Load the required Library
library(tidyr)
library(dplyr)
##
## Attaching package: 'dplyr'
## The following objects are masked from 'package:stats':
##
## filter, lag
## The following objects are masked from 'package:base':
##
## intersect, setdiff, setequal, union
Read data from Github
original_df <- read.csv("https://raw.githubusercontent.com/topkelama/DATA607/207dae685eaed5546a9aa9315b22d50b954efaca/airlines.csv", header = TRUE, na.strings = "")
overview of the dataframe
glimpse(original_df)
## Rows: 5
## Columns: 7
## $ X <chr> "ALASKA", NA, NA, "AM WEST", NA
## $ X.1 <chr> "on time", "delayed", NA, "on time", "delayed"
## $ Los.Angeles <int> 497, 62, NA, 694, 117
## $ Phoenix <int> 221, 12, NA, 4840, 415
## $ San.Diego <int> 212, 20, NA, 383, 65
## $ San.Francisco <int> 503, 102, NA, 320, 129
## $ Seattle <int> 1841, 305, NA, 301, 61
Rename 1st and 2nd columns as the existing names do not make sense.
#made some changes on columns names along with 1st and 2nd columns
names(original_df) <- c("Airline", "Arrival_Status", "Los_Angeles", "Phoenix", "San_Diego", "San_Francisco", "Seattle")
dataframe before cleaning and tidying
head(original_df)
## Airline Arrival_Status Los_Angeles Phoenix San_Diego San_Francisco Seattle
## 1 ALASKA on time 497 221 212 503 1841
## 2 <NA> delayed 62 12 20 102 305
## 3 <NA> <NA> NA NA NA NA NA
## 4 AM WEST on time 694 4840 383 320 301
## 5 <NA> delayed 117 415 65 129 61
Remove the row if all columns in a row has NA
original_df <- original_df %>%
# this will keep if any column in a row has a NA otherwise remove
filter(rowSums(is.na(.)) != ncol(.))
original_df
## Airline Arrival_Status Los_Angeles Phoenix San_Diego San_Francisco Seattle
## 1 ALASKA on time 497 221 212 503 1841
## 2 <NA> delayed 62 12 20 102 305
## 3 AM WEST on time 694 4840 383 320 301
## 4 <NA> delayed 117 415 65 129 61
Change the dataframe to long format
long_df <- original_df %>%
pivot_longer(
cols = -c(Airline, Arrival_Status),
names_to = "Destination",
values_to = "Flight_Count"
)
#long_df
Fill NA value with respective Airline values
long_df <- long_df %>% mutate(Airline = as.character(na_if(Airline, 'NA'))) %>% fill(Airline, .direction = 'down')
#long_df
Transform the value of Arrival_status into 2 new columns for analysis.

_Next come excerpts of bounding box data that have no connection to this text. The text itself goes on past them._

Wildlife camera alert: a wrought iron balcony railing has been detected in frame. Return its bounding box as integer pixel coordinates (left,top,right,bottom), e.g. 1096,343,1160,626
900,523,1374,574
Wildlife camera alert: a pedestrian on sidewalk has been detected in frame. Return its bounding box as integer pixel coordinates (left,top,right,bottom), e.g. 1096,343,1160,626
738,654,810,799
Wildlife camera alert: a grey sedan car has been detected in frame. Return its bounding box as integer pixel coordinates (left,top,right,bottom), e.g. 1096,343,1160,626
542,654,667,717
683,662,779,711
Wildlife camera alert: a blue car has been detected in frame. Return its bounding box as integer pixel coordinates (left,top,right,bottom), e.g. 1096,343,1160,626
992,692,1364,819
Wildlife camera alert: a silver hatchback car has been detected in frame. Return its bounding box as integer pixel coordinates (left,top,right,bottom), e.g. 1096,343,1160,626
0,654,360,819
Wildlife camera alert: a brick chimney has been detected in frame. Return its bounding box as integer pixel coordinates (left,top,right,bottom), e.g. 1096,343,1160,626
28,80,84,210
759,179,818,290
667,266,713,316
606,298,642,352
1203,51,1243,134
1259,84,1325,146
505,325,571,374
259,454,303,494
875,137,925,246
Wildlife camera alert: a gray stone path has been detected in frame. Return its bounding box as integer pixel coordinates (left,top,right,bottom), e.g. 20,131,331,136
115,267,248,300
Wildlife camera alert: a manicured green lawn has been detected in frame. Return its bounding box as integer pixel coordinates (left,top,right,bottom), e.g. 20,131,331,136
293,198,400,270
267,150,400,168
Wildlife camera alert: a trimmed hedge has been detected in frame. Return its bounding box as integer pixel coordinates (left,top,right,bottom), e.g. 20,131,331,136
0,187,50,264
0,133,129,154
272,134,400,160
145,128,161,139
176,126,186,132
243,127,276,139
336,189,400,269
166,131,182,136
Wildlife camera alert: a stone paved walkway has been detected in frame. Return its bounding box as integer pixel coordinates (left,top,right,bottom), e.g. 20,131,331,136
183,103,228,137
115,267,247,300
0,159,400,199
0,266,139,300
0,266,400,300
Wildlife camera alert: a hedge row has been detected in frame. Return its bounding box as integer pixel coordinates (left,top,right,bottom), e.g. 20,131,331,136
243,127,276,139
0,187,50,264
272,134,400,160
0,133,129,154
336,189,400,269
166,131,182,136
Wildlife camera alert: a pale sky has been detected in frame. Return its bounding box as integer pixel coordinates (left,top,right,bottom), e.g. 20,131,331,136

airline_data <- long_df %>% spread(Arrival_Status, Flight_Count)
# 2 New columns
colnames(airline_data) [3] <- "Delayed"
colnames(airline_data) [4] <- "On_Time"
#airline_data
Perform analysis of delayed arrival for two airlines.
summary_data <- airline_data %>%
group_by(Airline) %>%
summarise(Delayed_mean = mean(Delayed, na.rm = TRUE),
Delayed_median = median(Delayed, na.rm = TRUE),
Delayed_sd = sd(Delayed, na.rm = TRUE),
Delayed_min = min(Delayed, na.rm = TRUE),
Delayed_max = max(Delayed, na.rm = TRUE))
summary_data
## # A tibble: 2 × 6
## Airline Delayed_mean Delayed_median Delayed_sd Delayed_min Delayed_max
## <chr> <dbl> <int> <dbl> <int> <int>
## 1 ALASKA 100. 62 120. 12 305
## 2 AM WEST 157. 117 147. 61 415
Total flight count grouping by Ariline
# Group by Airline and summarise the Flight_Count column
total_flight_counts <- long_df %>%
group_by(Airline) %>%
summarise(Total_Flight_Count = sum(Flight_Count, na.rm = TRUE))
# Print the result
print(total_flight_counts)
## # A tibble: 2 × 2
## Airline Total_Flight_Count
## <chr> <int>
## 1 ALASKA 3775
## 2 AM WEST 7325
Conclusion
To conclude, on average, AM WEST has 157.4 delayed flights, which is approximately 57.14% more than ALASKA’s average of 100.2 delayed flights. However, AM WEST operated 7325 flights in total, which is approximately 93.44% more than ALASKA’s 3775 flights. It’s important to note that these percentages are based on the data obtained and may vary depending on the time period or sample size. Therefore, it’s essential to consider the reliability of the data sources when drawing conclusions.